In Italy, foreign minister laments lack of European support for sanctions on Tehran, says Israel won’t talk with Syria’s Assad while he hosts Iranian forces in Syria
TOI staffToday, 12:02 pm
Israel is prepared to attack Iran militarily if sanctions don’t force it to curtail its nuclear program and attacks on Israel, Foreign Minister Israel Katz told an Italian daily over the weekend.
Asked by the Italian newspaper Corriere Della Sera on Friday if a military strike on Iran were a possibility, Katz affirmed “it’s an option. We will not allow Iran to produce or obtain nuclear weapons. If the only option left to us is the military option, we’ll act militarily.”
Katz also said Iran was known to be planning new attacks against Gulf states, similar to its September strike against Saudi oil facilities.
“The actions against Saudi Arabia and the oil tankers make us understand that Iran still feels strong. Our intelligence information tells us that it intends to hit the Gulf countries again. The threat of sanctions is not enough.

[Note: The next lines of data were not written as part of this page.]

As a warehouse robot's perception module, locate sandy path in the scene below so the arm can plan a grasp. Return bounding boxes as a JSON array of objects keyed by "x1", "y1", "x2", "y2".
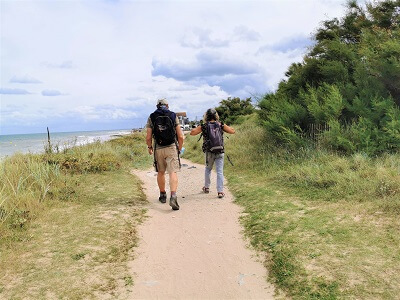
[{"x1": 129, "y1": 160, "x2": 274, "y2": 299}]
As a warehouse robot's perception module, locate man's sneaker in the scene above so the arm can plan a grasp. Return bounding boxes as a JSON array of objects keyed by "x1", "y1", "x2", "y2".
[
  {"x1": 169, "y1": 196, "x2": 179, "y2": 210},
  {"x1": 158, "y1": 193, "x2": 167, "y2": 203}
]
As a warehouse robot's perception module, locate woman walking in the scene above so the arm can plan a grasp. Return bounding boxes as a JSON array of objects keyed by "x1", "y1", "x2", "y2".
[{"x1": 190, "y1": 108, "x2": 235, "y2": 198}]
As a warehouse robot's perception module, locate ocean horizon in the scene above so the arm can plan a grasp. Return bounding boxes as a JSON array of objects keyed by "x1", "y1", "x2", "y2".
[{"x1": 0, "y1": 129, "x2": 132, "y2": 157}]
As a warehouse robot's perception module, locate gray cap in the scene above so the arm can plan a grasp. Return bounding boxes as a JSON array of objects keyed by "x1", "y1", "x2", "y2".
[{"x1": 157, "y1": 98, "x2": 168, "y2": 106}]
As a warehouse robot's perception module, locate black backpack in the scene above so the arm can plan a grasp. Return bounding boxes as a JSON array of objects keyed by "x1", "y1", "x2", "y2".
[
  {"x1": 203, "y1": 122, "x2": 224, "y2": 153},
  {"x1": 150, "y1": 109, "x2": 176, "y2": 146}
]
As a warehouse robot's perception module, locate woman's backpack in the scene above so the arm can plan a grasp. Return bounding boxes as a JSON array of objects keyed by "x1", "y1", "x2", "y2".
[{"x1": 202, "y1": 122, "x2": 224, "y2": 153}]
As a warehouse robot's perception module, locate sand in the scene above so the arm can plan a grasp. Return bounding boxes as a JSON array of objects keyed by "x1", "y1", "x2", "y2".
[{"x1": 129, "y1": 160, "x2": 274, "y2": 299}]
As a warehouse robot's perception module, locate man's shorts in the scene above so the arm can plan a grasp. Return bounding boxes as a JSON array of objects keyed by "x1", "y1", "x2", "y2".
[{"x1": 155, "y1": 144, "x2": 180, "y2": 173}]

The only deterrent is a military threat directed against the regime,” Katz said.
Katz was in Rome over the weekend to attend the annual MED forum, a strategy conference for Mediterranean countries hosted by the Italian Ministry of Foreign Affairs and the Italian Institute for International Political Studies (ISPI) think tank.
He lamented that European powers eager to preserve the 2015 nuclear deal risked undermining American and international sanctions that were succeeding in reining in the regime.
Ho incontrato il Min. @luigidimaio, nell’ambito dei 70 anni di relazioni ???????????? ????????. Si è parlato di #antisemitismo, di #minaccia #iraniana, e di rinforzare le relazioni commerciali. Ho presentato il progetto ferroviario “Binari di pace” e invitato l’Italia a esserne partner. pic.twitter.com/M0QQIQWcKX
— ישראל כ”ץ Israel Katz (@Israel_katz) December 6, 2019
He told the paper that Israel believed “that US pressure and sanctions are effective. We expect Iran’s attempts to procure nuclear weapons and support terrorist groups to decline, but this will be easier if there is support from European countries. As long as the Iranians delude themselves that they have the support of Europe, it will be more difficult for them to bend.”
Asked by the paper about Israeli cooperation with Gulf countries and Saudi Arabia, he said he could not go into detail but affirmed that there was cooperation, and that “we have common interests” and “find ourselves working together.”
The cooperation “allows us to identify and foil any threats we are aware of. But Iran’s threat is not only against Saudi Arabia or Israel, we are talking about long-range missiles with nuclear potential. It is not for nothing that Germany, France and Great Britain turned to the UN the other day saying that Iran had contravened the agreements. There is beginning to be a broad front against the Iranian threat.”
Besides his meeting with soccer star Christiano Ronaldo, Katz also met with Italian Foreign Minister Luigi Di Maio during the visit, who called for dialogue with the Assad regime in Damascus.
Katz rejected the idea, telling Corriere Della Sera that “dialogue with Bashar Assad cannot be resumed as long as Syria allows Iran to use its territory against Israel and moderate Arab states.”
The meeting with his Italian counterpart dealt with “the common fight against anti-Semitism, the promotion of bilateral trade, and expressed the desire that Italy join the regional initiative to connect the Gulf countries to Haifa and the Mediterranean ports through a railway network.”
The idea is a longtime pet project of Katz, who served for over a decade as minister of transportation.
Such a rail connection “frees us from the need to go through two easily [sealed] straits, Bab El-Mandeb and Hormuz, and saves us 6,500 kilometers by sea.”
On September 14, a cruise missile and drone attack on Saudi Arabian oil facilities knocked out half the kingdom’s oil production. Although Yemen’s Iranian-backed Houthi rebels claimed responsibility, the US, Britain, France, Germany, and Saudi Arabia have blamed Iran of being behind the attack.
Iran regularly threatens Israel, viewing the country as a powerful enemy allied with the United States and Sunni countries in the region against Tehran and its nuclear ambitions.
Iranian forces and Iran-backed militias, as well as fighters of Iranian proxy Hezbollah, have been fighting alongside forces loyal to Syrian President Bashar Assad in that country’s civil war since 2011.